Charlie Kelly, Everytown’s senior political adviser, said that emphasizing the links between racial justice and gun policy could be essential to driving home a message that resonates this year. “These issues are inextricably linked,” he said. “When we put out a call to our supporters to support the George Floyd Justice in Policing Act, we saw students take action at twice the rate of any previous action.”
Mr. Kelly said that Everytown’s own research this year had shown that gun violence remains an issue organizers think they can win on, and one with particular appeal to young voters. “Gun safety is especially powerful and persuasive at mobilizing young voters, communities of color, suburban women,” Mr. Kelly said, pointing to internal polling and message-testing that the organization recently undertook in battleground states, including Texas.
“Gun safety messaging was the most effective and resonant among young voters, 18 to 34, and independents,” he added.
The midterms in 2018 drew high levels of participation across the board, but the spike was especially large for young people. Among voters under 30, turnout doubled from 2014 to 2018, according to the United States Elections Project at the University of Florida. Not since the 1980s had young people made up so big a share of the midterm electorate.
The highest-profile Democrats who put gun control at the center of their campaigns — such as Andrew Gillum, the candidate for Florida governor, and Mr. O’Rourke, then running for Senate in Texas — lost.
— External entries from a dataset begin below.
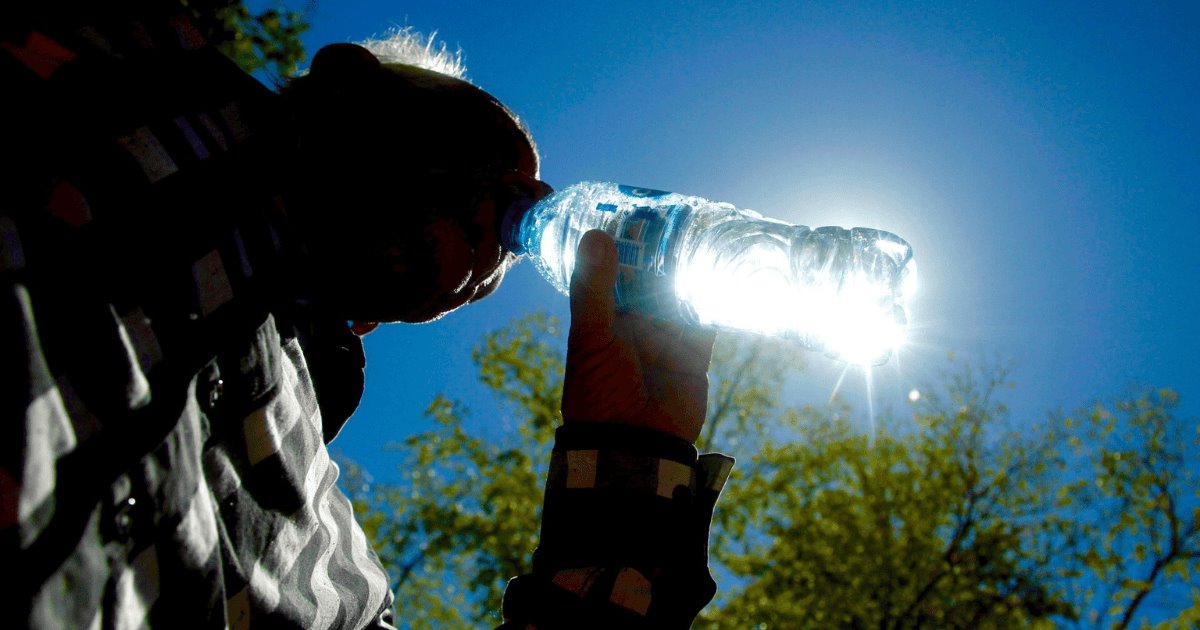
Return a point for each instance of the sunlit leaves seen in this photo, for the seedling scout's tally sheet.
(267, 41)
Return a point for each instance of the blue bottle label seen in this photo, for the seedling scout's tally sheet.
(642, 282)
(641, 193)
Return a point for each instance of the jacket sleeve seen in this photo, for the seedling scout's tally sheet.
(624, 533)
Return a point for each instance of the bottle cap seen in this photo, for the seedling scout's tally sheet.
(510, 226)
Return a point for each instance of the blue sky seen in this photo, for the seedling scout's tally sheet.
(1043, 159)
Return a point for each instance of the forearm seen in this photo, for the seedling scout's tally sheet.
(624, 535)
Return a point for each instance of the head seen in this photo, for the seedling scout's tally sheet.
(402, 178)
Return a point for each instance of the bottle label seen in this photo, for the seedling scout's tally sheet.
(642, 282)
(641, 193)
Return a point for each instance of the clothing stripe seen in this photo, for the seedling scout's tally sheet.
(67, 204)
(137, 589)
(631, 591)
(149, 153)
(673, 474)
(48, 436)
(192, 138)
(12, 256)
(328, 599)
(198, 528)
(145, 342)
(369, 589)
(214, 130)
(40, 54)
(581, 468)
(265, 587)
(211, 282)
(190, 39)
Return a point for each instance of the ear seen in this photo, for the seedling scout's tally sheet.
(343, 60)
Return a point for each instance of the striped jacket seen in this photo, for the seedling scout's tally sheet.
(163, 457)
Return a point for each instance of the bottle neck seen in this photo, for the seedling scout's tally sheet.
(510, 226)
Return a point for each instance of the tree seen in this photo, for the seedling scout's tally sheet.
(268, 41)
(465, 516)
(1139, 479)
(929, 526)
(945, 519)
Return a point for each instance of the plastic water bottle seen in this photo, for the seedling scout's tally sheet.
(707, 263)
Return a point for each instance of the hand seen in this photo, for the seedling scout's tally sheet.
(625, 367)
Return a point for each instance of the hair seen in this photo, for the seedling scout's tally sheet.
(411, 48)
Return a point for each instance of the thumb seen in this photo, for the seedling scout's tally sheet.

But amid a Democratic surge in congressional races, advocates reported broad success: In 43 federal races in which Everytown and the N.R.A. endorsed opposing candidates, the Everytown candidate won 33 of them.
“This isn’t the end of the race, this is permission to start,” David Hogg, a Parkland student who had by then become a spokesman for the movement, said after the midterms. “The shooting at Stoneman Douglas has all been training for us on how to get corrupt politicians out of power.”